Words and pictures

By Liao Fangzhou Source:Global Times Published: 2015-7-29 18:23:01

Former factory worker finds calling in writing and photography


Wang Lili last updated her personal blog in 2009, a time when she was known as a writer. "Penguin purchased the English copyright of my Chinese novel My Tears Will Not Fall," Wang wrote in the last post. "According to an established US book critic, 'the book strikes me like a leash.'"

The feed, tagged "Lie of the Day," was a fabrication. International publication and publicity never came, and the book, once the attention of local media, is hardly talked about anymore. But Wang has achieved her dream of becoming a writer and photographer against the odds.

Wang giggled as she reflected on her "silly strives for fame" when speaking to the Global Times. It was in Xintiandi where Wang held 11 public reading sessions in 2006. Writing was never a frivolous pastime for her, but rather the passion that pulled her out of a life of servitude.

Writer and photographer Wang Lili, who escaped life as a factory worker and came to Shanghai to pursue her art Photo: Liao Fangzhou/GT



The write stuff


Born and raised in a village in Henan Province, Wang went to Shenzhen in 1994 after graduating from a technical school. She worked at a series of factories, among them an umbrella factory and a textile factory, working her way up from assembly laborer to saleswoman and then office worker.

By 1998, Wang had saved up 20,000 yuan ($3,222), and she quit her job to write about the hardship she had experiened. Being a writer had been her dream profession when she was a child.

Living as frugally as she could and writing as much as 5,000 words per day, she spent two months on her semi-autobiographical novel My Tears Will Not Fall.

"I just wanted everyone to know the story of female workers," Wang said. She talks of hideous conditions and outrageous unfairness, including workdays of up to 16 hours, a tiny dormitory accommodating a dozen workers, and sexual molestation by bosses.

Wang paid multiple visits to publishing houses with her manuscript, and endured continuous rejection. Eventually, she had to return to factory work to make ends meet. The turning point came in 20o1, when Changjiang Literature and Art Press, a leading publishing house, published My Tears Will Not Fall.



Making turns


Media outlets such as the People's Daily described her as a "worker writer." She moved to Shanghai in 2002, and soon after began to think of herself as an "independent writer." Her new writings did not linger on her past. The Sunshine is On Me, a novel published by Shanghai People's Publishing House in 2006, concerns a wealthy man who tries to woo a sleeping beauty by incepting 12 dreams in her in which the woman incarnates real and fictional high-profile women.

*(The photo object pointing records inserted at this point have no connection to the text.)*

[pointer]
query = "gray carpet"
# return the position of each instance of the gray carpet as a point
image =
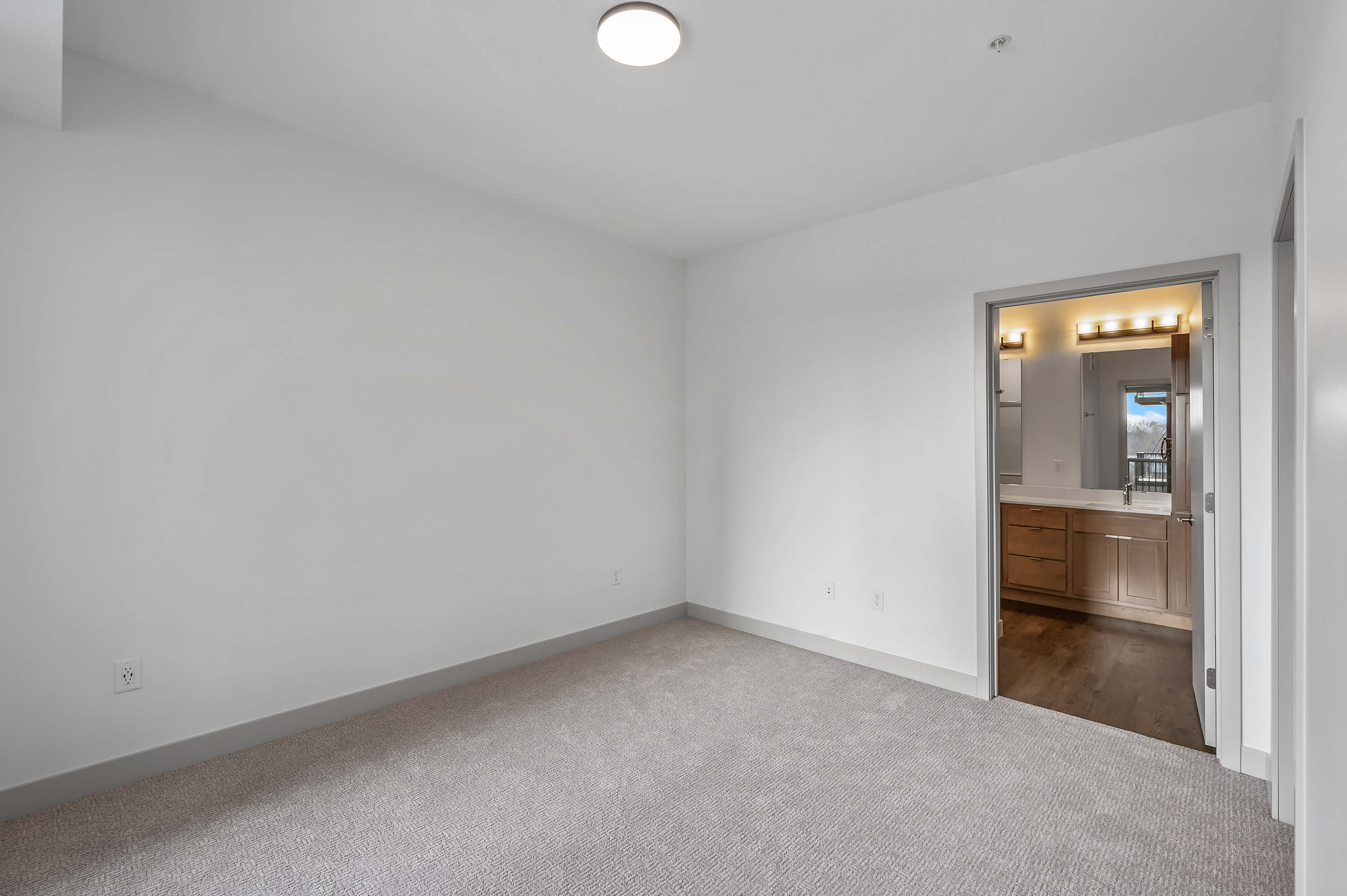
(681, 759)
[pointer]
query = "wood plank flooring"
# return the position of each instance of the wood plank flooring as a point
(1131, 676)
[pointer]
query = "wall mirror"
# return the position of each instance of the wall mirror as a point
(1127, 407)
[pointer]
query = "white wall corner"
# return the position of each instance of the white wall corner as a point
(31, 53)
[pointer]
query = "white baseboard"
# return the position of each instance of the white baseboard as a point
(1253, 762)
(949, 680)
(99, 778)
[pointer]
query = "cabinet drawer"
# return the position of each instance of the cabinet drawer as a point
(1050, 545)
(1040, 517)
(1131, 526)
(1050, 576)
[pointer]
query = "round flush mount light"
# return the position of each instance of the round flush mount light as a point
(639, 34)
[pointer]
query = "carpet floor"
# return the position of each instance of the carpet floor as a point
(681, 759)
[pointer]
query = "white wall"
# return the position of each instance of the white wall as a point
(287, 422)
(31, 35)
(1314, 87)
(830, 383)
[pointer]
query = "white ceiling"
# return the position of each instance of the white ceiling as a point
(774, 115)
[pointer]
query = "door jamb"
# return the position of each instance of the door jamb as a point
(1226, 616)
(1285, 762)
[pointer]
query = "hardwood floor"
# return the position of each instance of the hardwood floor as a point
(1131, 676)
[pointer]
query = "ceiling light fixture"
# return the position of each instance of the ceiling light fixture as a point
(639, 34)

Over these years, Wang was something of a celebrity. She gave lectures on being a writer at Fudan, befriended literature professors and critics, and was invited to all kinds of exhibition openings, consular events and parties.

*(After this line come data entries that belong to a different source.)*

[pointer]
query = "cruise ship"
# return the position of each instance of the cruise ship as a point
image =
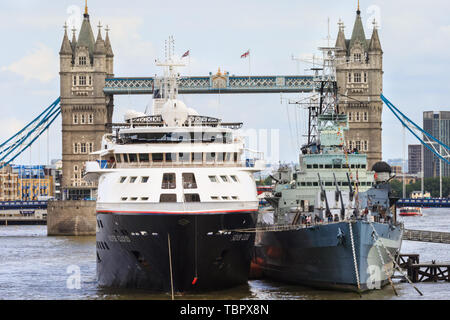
(170, 187)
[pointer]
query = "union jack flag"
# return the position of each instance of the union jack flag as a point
(245, 55)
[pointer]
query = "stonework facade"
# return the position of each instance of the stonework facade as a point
(360, 82)
(85, 63)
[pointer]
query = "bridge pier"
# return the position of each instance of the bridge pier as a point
(71, 218)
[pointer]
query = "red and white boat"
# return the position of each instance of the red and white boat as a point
(410, 211)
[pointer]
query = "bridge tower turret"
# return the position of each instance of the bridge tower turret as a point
(85, 63)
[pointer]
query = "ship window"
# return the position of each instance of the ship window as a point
(184, 157)
(211, 156)
(144, 157)
(197, 157)
(189, 181)
(168, 198)
(171, 157)
(157, 157)
(192, 197)
(169, 181)
(132, 157)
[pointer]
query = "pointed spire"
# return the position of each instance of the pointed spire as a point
(86, 13)
(340, 42)
(86, 36)
(74, 39)
(66, 47)
(375, 44)
(358, 34)
(109, 52)
(100, 44)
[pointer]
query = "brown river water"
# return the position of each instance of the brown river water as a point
(36, 267)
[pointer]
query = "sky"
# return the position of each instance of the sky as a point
(415, 37)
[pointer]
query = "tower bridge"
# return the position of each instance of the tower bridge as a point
(88, 86)
(216, 84)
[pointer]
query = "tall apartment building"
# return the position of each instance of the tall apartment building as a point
(438, 125)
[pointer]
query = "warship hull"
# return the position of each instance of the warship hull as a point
(201, 258)
(322, 256)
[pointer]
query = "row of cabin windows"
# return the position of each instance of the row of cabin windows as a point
(358, 116)
(171, 198)
(83, 147)
(169, 180)
(177, 157)
(360, 145)
(223, 178)
(167, 198)
(336, 166)
(83, 118)
(331, 184)
(82, 80)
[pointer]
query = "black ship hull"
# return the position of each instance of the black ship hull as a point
(322, 256)
(133, 250)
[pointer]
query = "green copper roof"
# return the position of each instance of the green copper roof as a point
(358, 34)
(66, 47)
(86, 37)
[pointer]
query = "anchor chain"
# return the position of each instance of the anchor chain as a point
(354, 256)
(393, 259)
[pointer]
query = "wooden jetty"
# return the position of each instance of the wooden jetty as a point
(427, 236)
(424, 272)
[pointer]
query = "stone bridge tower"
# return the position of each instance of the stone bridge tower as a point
(360, 82)
(85, 63)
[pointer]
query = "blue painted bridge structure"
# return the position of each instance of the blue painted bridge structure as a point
(215, 84)
(425, 203)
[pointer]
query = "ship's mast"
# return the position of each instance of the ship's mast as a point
(166, 88)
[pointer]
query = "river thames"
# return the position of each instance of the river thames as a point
(36, 267)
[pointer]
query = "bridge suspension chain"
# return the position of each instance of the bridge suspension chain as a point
(440, 149)
(12, 148)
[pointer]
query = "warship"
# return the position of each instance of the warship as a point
(334, 221)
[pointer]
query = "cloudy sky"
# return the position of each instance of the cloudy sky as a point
(415, 37)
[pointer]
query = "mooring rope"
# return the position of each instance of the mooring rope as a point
(393, 259)
(354, 256)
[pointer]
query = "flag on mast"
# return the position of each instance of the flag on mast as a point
(245, 55)
(186, 54)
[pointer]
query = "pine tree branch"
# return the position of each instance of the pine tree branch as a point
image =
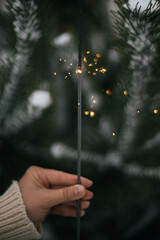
(27, 32)
(142, 50)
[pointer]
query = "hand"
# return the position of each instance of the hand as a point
(46, 191)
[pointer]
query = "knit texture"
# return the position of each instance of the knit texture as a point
(14, 222)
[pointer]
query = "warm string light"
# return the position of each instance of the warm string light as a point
(155, 111)
(108, 92)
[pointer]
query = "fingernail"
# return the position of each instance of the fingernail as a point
(79, 190)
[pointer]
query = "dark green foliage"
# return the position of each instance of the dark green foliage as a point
(125, 167)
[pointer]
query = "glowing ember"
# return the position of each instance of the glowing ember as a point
(79, 71)
(103, 70)
(108, 92)
(92, 114)
(86, 113)
(98, 55)
(155, 111)
(95, 60)
(85, 59)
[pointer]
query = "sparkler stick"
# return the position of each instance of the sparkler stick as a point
(79, 71)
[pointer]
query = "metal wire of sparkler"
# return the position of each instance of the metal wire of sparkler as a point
(79, 113)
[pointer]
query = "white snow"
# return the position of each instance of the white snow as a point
(40, 99)
(62, 39)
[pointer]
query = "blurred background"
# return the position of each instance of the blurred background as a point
(121, 108)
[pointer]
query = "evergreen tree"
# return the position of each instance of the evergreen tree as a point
(121, 136)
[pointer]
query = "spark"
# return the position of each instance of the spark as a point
(92, 114)
(79, 70)
(108, 92)
(95, 60)
(103, 70)
(85, 59)
(155, 111)
(98, 55)
(86, 113)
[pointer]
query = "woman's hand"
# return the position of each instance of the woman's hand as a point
(46, 191)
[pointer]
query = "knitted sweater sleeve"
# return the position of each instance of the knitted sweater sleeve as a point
(14, 222)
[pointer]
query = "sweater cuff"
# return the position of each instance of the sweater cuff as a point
(14, 222)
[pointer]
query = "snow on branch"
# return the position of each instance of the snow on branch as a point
(137, 29)
(27, 32)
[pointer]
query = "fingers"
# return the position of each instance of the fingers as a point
(88, 195)
(55, 177)
(67, 194)
(84, 204)
(66, 211)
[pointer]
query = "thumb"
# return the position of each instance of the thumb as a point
(67, 194)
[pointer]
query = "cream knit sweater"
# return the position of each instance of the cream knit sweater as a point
(14, 223)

But the modest financial gains made Wang want to quit.

"I spent so much time and effort on writing, but the payback was just a few tens of thousands of yuan," Wang said. "Moreover, writing is very tiresome - I suffered from pains in my spine and neck, and the process also caused me to suffer from anxiety."



New viewpoint


Wang picked up a new hobby, photography, during the many parties she attended. At first, she was asked to take group pictures of the guests, and all she had to do was frame the image and click the button. After receiving many compliments from photographers regarding her work, she thought about photography as a serious profession.

She was at ease making new friends, and talked about her new career with a European collector at an exhibition opening. The collector gave her a camera in exchange for her book.

Wang never learned more than the basics, but she found her ability sufficient. She has snapped photographs at Shanghai Fashion Week, and has been dubbed the "Fashion Week Lady" for the eccentric costumes she made out of plastic bags and the like. She has done street photography and photographed events for public relations companies.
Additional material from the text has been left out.